Volunteers created the world's fastest supercomputer to combat coronavirus. Volunteers are running an app that uses part of their PC's processing power to help researchers find a coronavirus vaccine. The app is known as Folding@Home.

The technology uses resources from thousands of computers around the world to work through large sets of numbers and complicated problems. The app has become so powerful that its processing power outperformed the 500 fastest supercomputers in the world combined.

Different universities and institutions working on COVID-19 projects are using this massive computing brain. The app's processing power is being used to understand how the coronavirus spike enters the human cell. Many studies are working to detect the spike of the SARS-CoV-2 virus attaches itself to human cells, infects the body, and takes hold of it.

Fold@Home is playing a big role in helping researchers to develop future treatments through simulations of how spikes proteins work. One home computer might succeed in developing a part of the process. But it will finish the task within the next 100 years.

Since the outbreak of coronavirus 7,00,000 new users have joined Folding@Home. The app has seen an increase of over 30,000 people simultaneously running the app which led to a massive increase in computing power. It has now reached 2.4 exaFLOPs of processing power.

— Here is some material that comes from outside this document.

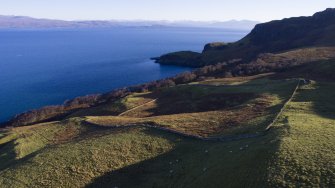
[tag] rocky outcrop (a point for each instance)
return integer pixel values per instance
(272, 37)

The world's fastest supercomputer is called Summit and it belongs to the US Department Of Energy. Summit can reach a peak performance of 187 petaFLOPs which is equal to under 19% of an exaFLOP.

Folding@Home spreads longer calculations around the world in smaller chunks. The app splits up complex protein models into tiny tasks that are distributed to thousands of computers around the world.

The app allows PC owners to decide what percentage of their computer's processing power can be used. Many people have installed the app purely to help in the COVID-19 area. The software is now updated so people cab prioritize COVID-19 projects.